Prefeitura explicou ao ND+ o que fez os valores dispararem

O aumento no valor do IPTU (Imposto Predial e Territorial Urbano) para este ano tem provocado indignação entre moradores e empresários de Capivari de Baixo, no Sul catarinense. Há relatos de contribuintes de que o tributo subiu mais de 800% em comparação a 2021.

Aumento de 800% no IPTU gera polêmica em cidade de SC – Foto: Prefeitura de Capivari de Baixo/Divulgação/NDAumento de 800% no IPTU gera polêmica em cidade de SC – Foto: Prefeitura de Capivari de Baixo/Divulgação/ND

A alteração no valor, segundo a prefeitura, se dá em virtude da atualização da PGV (Planta Genérica de Valores) do município, aprovada mediante Lei Complementar 2.127/2021. Conforme a administração municipal, não havia atualização desde 1974.

“Passamos por um período de recadastramento de todos os imóveis no município. As informações estavam completamente desatualizadas. Desta forma, verificando a defasagem dos valores venais dos imóveis, surgiu a necessidade de apresentar um Projeto de Lei que atualizasse a PGV”, informou a coordenadora da Fazenda da Prefeitura de Capivari de Baixo, Beatriz Joaquim Ribeiro.

Procurado pelo ND+, o setor jurídico da administração municipal disse que houve uma notificação do TCE (Tribunal de Contas do Estado) para que o município realizasse a atualização da PGV, já que tem um dos piores desempenhos em arrecadação de IPTU de Santa Catarina.

A PGV é um instrumento legal no qual estão estabelecidos os valores unitários de metro quadrado de terreno e de construção de um município, que possibilita obter o valor venal de imóveis.

Em Capivari de Baixo, o artigo 176 do Código Tributário Municipal estabelece que a apuração do valor venal, para efeito de lançamento do IPTU, deve ser feita em conformidade com a nova Planta Genérica de Valores de Terrenos e da Tabela de Valores de Edificações.

Sem aumento da alíquota

Segundo a coordenadora municipal da Fazenda, não houve aumento da alíquota sobre o IPTU, mas apenas a atualização dos valores venais. “Antes, a alíquota para terrenos edificados era de 1% e, para terrenos não edificados, 5%. Hoje, diminuímos- em alguns casos- em até 5x.

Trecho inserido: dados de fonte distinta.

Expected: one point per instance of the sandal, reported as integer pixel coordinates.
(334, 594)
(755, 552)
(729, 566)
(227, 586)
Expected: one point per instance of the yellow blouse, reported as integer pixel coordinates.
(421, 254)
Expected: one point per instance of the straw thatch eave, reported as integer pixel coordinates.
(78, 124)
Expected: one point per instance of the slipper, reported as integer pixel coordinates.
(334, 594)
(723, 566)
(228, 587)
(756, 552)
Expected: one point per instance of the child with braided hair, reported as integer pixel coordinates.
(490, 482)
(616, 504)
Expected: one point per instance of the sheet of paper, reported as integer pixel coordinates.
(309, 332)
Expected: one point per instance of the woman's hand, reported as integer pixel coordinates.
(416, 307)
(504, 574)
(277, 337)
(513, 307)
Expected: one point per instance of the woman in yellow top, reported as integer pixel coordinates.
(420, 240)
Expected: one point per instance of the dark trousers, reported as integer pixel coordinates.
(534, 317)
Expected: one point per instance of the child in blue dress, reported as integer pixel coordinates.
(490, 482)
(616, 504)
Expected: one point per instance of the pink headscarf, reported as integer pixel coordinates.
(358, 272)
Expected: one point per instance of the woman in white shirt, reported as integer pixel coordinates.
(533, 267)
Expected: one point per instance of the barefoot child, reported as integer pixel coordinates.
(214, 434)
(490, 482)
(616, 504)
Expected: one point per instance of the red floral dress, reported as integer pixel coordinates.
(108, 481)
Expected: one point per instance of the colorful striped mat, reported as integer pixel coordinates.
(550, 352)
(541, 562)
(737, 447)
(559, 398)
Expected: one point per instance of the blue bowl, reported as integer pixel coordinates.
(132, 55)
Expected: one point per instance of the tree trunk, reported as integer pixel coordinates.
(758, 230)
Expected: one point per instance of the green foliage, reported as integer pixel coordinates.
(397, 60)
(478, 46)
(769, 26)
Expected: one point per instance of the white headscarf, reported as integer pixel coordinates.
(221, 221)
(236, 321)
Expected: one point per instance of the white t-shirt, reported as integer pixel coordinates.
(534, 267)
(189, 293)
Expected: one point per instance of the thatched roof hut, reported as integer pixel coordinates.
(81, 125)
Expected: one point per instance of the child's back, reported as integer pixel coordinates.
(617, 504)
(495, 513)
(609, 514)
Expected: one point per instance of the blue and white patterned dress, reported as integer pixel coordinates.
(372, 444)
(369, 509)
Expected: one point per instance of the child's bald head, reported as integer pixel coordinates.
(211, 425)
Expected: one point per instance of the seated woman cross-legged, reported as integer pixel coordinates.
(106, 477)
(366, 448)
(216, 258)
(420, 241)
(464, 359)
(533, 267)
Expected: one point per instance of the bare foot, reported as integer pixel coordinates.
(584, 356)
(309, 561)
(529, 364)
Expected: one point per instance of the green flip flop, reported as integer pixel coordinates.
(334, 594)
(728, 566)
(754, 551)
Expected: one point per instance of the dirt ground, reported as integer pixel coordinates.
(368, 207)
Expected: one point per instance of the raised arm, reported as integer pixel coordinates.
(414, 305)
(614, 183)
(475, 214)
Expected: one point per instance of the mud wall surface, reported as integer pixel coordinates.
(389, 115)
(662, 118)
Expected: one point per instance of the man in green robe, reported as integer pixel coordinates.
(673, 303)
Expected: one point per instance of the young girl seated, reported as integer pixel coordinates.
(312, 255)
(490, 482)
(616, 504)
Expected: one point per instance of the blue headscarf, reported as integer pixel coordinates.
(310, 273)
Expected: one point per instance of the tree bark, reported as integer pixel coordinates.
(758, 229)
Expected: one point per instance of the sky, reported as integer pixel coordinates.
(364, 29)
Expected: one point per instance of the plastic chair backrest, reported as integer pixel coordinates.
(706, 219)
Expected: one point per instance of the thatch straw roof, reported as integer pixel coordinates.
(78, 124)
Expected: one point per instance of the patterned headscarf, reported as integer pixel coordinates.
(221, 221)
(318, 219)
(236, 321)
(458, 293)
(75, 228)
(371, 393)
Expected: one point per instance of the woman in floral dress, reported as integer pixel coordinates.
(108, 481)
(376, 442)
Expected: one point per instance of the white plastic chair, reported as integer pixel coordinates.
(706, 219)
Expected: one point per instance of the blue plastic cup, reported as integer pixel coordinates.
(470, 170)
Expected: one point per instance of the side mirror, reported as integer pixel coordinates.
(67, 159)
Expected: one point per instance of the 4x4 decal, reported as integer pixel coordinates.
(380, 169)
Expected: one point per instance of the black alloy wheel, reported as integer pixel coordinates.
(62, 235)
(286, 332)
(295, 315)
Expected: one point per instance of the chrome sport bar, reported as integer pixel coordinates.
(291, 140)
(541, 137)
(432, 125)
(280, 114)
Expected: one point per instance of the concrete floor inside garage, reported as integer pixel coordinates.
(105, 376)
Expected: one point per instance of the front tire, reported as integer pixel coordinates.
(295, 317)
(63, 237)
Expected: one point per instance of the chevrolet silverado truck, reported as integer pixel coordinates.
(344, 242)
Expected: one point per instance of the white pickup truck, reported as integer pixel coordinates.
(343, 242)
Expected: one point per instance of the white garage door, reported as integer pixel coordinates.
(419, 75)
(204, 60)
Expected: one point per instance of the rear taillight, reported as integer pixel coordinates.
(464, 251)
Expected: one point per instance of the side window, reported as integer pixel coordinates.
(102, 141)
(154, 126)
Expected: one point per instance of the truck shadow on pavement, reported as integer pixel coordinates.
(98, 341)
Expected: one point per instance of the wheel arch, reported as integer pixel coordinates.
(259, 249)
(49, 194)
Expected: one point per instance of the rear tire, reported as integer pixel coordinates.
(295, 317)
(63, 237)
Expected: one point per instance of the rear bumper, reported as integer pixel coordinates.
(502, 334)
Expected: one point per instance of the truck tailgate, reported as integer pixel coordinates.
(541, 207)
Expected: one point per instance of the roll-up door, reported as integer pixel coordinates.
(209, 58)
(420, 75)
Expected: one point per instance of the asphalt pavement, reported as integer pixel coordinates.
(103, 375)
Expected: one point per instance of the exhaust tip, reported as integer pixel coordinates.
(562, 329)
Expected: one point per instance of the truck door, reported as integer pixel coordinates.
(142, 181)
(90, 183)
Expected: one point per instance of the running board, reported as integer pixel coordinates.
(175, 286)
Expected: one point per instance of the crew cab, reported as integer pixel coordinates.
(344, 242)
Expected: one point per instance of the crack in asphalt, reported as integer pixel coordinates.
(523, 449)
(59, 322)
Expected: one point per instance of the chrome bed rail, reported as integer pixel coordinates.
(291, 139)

Passamos para alíquotas progressivas para respeitar a capacidade contributiva do contribuinte, sendo aplicadas alíquotas de 0,2% a 0,8%, dependendo do valor venal do imóvel para imóveis edificados, e 0,5% a 1,3% para terrenos não edificados”, esclarece.

“O que ocasionou a diferença dos valores normalmente pagos foi a desatualização dos valores venais dos imóveis – valores esses que já deveriam ter sido atualizados ao longo do tempo”, complementa.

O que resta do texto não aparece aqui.